CoreData and SwiftData provide property wrappers that allow us to react to data changes (@FetchRequest
and @Query
respectively) unfortunately, if you want to move away the data handling from the view as it's the case with MVVM, you won't be able to use these property wrappers as they can only be used from View
s.
To get around that limitation we can use a NSFetchedResultsController
and conform to NSFetchedResultsControllerDelegate
to be notified about changes and with Observation we can expose the results to drive UI changes.
@Observable
final class ObservableFetchRequest<M: NSManagedObject>:
NSObject,
NSFetchedResultsControllerDelegate
{
private(set) var fetchedObjects: [M] = []

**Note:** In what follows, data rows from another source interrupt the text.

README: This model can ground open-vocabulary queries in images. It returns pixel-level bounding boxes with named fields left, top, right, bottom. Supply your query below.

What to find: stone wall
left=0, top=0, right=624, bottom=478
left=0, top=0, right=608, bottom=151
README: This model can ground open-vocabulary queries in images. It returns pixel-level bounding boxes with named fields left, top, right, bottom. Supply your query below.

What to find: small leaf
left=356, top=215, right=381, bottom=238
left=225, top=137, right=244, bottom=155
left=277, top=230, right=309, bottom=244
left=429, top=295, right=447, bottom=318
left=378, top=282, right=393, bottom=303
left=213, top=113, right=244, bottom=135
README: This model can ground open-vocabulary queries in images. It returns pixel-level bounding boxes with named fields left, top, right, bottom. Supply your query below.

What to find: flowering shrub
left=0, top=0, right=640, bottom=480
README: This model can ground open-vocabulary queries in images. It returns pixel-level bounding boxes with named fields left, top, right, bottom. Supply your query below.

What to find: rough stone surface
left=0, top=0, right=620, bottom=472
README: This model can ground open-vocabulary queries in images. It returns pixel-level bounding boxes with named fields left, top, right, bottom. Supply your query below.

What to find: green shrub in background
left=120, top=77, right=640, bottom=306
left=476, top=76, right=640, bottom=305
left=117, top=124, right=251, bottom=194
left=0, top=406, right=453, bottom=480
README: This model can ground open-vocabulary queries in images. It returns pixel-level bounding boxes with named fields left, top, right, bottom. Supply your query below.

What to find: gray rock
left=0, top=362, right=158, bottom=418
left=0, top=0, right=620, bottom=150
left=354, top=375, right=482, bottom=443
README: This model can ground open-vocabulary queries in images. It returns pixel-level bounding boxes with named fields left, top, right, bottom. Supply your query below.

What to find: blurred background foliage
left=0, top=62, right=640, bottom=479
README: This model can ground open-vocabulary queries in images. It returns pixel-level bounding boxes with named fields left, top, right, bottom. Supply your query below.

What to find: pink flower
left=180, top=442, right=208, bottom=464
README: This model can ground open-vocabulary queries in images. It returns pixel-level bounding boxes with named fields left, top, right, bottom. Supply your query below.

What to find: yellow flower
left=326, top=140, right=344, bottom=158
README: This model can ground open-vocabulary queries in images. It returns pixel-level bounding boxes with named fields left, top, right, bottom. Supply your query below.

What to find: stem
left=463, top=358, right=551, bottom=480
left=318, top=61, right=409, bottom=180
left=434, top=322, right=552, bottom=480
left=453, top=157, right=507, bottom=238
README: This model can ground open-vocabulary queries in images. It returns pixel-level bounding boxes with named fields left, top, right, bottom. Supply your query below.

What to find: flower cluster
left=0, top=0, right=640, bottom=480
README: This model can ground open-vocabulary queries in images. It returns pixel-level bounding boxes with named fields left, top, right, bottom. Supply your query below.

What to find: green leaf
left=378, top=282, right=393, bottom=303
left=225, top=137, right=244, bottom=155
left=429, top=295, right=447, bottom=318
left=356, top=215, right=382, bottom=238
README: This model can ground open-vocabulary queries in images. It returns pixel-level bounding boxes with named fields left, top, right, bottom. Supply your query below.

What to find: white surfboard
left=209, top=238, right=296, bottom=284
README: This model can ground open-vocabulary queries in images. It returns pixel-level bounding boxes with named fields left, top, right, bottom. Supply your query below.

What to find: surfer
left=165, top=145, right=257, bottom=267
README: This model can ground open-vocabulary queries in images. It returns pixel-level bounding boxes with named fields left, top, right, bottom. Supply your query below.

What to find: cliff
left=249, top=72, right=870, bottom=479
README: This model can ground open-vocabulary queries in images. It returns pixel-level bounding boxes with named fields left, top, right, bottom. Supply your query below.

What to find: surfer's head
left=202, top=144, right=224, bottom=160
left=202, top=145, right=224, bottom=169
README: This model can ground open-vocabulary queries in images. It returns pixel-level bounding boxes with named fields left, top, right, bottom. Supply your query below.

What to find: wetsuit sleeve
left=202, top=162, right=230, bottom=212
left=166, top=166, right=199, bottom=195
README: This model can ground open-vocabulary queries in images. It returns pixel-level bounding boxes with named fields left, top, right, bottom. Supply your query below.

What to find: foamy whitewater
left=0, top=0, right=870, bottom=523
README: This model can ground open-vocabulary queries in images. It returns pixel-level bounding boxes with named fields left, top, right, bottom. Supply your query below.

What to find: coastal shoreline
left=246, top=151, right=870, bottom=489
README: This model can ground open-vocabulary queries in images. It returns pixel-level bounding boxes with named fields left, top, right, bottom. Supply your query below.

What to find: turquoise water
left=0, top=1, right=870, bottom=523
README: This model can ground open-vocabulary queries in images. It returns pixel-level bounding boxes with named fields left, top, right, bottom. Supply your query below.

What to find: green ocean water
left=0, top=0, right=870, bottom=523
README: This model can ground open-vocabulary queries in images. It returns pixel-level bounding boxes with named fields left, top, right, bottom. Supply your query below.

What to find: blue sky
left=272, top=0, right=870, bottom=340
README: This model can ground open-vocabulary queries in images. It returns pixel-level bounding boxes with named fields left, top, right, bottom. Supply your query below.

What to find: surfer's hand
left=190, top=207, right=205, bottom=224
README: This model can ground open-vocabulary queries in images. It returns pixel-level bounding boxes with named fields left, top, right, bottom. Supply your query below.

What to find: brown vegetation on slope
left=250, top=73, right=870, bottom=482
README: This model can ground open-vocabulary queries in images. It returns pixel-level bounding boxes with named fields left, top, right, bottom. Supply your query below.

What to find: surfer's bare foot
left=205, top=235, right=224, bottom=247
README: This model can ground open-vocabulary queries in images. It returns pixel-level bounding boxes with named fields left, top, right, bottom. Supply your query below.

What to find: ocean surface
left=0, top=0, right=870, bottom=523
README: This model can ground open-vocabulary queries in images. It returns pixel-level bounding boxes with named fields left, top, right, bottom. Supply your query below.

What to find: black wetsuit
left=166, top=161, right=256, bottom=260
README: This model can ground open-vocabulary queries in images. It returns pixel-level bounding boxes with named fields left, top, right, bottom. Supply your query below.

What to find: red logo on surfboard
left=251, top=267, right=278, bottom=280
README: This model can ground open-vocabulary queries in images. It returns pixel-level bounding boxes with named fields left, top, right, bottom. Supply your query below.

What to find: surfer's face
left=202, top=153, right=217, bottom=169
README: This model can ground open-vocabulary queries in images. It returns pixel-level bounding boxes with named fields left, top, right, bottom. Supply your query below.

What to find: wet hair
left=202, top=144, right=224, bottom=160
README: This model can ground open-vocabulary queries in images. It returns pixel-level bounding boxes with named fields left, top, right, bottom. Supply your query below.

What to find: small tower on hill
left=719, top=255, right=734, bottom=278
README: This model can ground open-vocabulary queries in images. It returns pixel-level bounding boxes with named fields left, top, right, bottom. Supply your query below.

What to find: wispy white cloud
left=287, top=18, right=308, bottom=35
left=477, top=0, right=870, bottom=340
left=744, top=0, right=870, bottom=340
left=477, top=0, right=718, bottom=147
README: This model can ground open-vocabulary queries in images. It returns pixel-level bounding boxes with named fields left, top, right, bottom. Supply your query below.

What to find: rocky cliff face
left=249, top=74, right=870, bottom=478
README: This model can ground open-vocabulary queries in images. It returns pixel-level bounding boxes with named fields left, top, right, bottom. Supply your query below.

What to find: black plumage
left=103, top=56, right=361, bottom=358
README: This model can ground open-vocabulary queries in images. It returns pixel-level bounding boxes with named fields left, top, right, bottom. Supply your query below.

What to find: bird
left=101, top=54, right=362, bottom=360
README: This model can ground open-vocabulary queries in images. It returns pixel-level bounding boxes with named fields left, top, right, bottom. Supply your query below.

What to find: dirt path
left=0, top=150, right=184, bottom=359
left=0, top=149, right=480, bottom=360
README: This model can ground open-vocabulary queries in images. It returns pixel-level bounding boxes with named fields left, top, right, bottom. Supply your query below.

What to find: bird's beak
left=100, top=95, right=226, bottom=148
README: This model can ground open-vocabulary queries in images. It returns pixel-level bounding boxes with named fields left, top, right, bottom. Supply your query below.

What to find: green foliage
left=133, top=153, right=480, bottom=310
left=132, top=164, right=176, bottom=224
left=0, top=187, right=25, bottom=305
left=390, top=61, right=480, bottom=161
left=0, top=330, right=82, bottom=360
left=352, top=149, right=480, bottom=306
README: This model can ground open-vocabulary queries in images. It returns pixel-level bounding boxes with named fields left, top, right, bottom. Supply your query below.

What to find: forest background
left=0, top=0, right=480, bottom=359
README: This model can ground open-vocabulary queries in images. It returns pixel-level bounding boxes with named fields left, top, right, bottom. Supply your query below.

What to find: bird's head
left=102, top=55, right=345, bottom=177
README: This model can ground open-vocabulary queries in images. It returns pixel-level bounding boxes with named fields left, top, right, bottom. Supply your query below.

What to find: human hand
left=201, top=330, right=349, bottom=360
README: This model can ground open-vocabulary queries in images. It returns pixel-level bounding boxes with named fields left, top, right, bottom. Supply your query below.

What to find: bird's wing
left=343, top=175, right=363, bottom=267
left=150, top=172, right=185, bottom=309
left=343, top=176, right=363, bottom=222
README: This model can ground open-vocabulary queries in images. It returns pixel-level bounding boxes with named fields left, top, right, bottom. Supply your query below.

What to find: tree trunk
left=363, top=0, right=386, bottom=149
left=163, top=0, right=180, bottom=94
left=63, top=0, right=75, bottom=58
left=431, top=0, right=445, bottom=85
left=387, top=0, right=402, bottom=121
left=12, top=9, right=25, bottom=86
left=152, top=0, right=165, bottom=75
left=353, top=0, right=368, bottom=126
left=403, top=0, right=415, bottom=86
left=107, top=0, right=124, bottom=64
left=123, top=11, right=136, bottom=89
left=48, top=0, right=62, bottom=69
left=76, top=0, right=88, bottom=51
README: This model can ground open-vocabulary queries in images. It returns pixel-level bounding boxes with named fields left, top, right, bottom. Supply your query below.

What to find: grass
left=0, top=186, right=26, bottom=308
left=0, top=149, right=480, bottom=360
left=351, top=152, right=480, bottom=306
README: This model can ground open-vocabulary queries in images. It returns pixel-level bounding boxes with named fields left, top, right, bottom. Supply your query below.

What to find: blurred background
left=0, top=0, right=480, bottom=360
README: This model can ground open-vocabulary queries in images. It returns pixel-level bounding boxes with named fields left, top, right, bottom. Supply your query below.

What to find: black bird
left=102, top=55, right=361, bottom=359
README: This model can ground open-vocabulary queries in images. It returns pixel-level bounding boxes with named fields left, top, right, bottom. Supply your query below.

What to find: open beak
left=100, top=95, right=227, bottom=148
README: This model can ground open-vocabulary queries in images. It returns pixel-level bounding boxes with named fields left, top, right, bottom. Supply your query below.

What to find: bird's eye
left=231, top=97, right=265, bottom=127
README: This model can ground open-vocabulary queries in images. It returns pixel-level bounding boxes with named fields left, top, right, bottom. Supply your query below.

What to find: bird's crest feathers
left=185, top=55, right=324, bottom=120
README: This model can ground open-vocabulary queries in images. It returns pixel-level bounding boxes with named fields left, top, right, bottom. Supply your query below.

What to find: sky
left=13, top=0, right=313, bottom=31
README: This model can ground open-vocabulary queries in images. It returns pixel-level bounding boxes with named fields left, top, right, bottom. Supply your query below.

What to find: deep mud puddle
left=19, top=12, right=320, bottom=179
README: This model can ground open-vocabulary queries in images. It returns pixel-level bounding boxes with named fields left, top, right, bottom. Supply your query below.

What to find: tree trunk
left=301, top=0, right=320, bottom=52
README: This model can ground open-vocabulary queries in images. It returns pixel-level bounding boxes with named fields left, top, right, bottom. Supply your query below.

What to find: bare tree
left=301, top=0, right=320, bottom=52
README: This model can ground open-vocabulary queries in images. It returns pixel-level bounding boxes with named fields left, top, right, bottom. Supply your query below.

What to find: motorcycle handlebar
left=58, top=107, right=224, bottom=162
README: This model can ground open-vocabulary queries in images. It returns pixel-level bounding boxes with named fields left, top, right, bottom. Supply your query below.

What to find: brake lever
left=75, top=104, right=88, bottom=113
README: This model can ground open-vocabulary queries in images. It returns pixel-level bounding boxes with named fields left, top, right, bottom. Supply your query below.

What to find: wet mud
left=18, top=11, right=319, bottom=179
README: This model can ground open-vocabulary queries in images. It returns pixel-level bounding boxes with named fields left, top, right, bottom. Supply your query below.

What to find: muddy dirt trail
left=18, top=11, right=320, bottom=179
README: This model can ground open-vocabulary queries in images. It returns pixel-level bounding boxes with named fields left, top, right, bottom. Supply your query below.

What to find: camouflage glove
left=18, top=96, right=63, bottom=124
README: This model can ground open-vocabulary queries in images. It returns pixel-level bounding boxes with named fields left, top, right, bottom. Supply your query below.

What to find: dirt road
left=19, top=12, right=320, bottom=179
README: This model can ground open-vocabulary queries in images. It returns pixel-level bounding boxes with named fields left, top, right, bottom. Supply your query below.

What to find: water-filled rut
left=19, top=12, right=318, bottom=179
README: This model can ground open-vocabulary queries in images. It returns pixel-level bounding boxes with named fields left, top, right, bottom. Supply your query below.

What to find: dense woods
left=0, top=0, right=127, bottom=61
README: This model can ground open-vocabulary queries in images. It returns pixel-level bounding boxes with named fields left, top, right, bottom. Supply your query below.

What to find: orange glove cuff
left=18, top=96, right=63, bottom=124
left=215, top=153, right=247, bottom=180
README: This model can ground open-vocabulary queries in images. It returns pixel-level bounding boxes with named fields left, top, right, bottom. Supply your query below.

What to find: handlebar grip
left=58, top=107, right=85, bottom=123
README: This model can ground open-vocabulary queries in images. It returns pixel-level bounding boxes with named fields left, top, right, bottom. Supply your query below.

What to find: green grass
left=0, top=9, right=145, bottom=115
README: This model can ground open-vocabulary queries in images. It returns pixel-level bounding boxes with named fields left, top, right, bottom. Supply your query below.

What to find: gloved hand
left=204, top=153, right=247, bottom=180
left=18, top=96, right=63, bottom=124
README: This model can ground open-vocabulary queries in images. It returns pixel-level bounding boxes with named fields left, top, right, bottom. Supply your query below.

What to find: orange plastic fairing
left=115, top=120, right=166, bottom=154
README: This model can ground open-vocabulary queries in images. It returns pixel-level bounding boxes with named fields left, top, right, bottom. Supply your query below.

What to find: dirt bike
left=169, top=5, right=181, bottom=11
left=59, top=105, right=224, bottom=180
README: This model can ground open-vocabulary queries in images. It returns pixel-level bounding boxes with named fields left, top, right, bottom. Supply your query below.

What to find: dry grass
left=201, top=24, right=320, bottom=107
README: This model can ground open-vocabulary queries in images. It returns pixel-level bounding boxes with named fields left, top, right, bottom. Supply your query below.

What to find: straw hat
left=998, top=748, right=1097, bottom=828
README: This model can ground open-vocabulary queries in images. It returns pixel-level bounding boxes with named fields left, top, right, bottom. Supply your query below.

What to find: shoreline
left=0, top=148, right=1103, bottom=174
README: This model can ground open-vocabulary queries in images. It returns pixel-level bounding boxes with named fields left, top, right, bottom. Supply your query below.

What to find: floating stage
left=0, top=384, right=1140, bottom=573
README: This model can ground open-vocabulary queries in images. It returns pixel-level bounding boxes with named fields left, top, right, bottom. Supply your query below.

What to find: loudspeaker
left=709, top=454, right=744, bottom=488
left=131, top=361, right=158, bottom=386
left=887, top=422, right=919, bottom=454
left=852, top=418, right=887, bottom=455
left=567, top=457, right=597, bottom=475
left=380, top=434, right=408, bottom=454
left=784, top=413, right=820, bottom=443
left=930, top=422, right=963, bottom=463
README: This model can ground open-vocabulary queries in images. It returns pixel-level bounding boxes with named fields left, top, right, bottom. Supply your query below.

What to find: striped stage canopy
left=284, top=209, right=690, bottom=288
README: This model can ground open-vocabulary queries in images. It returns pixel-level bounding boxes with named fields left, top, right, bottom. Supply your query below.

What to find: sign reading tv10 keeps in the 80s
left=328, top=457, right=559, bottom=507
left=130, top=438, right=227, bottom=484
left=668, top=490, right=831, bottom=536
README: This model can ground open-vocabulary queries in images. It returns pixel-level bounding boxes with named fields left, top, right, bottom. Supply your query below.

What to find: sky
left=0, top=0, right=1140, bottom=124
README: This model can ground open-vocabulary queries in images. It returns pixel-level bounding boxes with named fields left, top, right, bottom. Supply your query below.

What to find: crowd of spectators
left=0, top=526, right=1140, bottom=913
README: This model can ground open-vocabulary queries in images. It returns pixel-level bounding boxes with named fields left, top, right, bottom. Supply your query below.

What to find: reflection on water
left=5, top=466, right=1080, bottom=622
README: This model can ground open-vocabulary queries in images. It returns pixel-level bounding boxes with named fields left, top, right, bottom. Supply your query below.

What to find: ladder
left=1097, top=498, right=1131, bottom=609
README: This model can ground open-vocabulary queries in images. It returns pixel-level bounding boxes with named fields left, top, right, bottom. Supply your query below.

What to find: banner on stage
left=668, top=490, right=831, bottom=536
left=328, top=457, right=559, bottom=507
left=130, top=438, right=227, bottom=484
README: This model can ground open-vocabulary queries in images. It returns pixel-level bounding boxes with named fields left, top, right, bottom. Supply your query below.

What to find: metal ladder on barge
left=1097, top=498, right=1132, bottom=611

private let fetchController: NSFetchedResultsController<M>
init(
context: NSManagedObjectContext,
predicate: NSPredicate? = nil,
sortDescriptors: [NSSortDescriptor] = []
) {
guard let request = M.fetchRequest() as? NSFetchRequest<M> else {
fatalError("Failed to create fetch request for \(M.self)")
}
if let predicate {
request.predicate = predicate
}
request.sortDescriptors = sortDescriptors
fetchController = NSFetchedResultsController<M>(
fetchRequest: request,
managedObjectContext: context,
sectionNameKeyPath: nil,
cacheName: nil
)
super.init()
fetchController.delegate = self
}
func fetch() throws {
try fetchController.performFetch()
}
func setPredicate(_ predicate: NSPredicate) throws {
fetchController.fetchRequest.predicate = predicate
try fetch()
}
func controller(_ controller: NSFetchedResultsController<NSFetchRequestResult>, didChangeContentWith snapshot: NSDiffableDataSourceSnapshotReference) {
fetchedObjects = fetchController.fetchedObjects ?? []
}
}
Being able to handle fetch requests from the view model means that we can keep all the logic that affects the fetched data in a single place and use unit tests to validate it.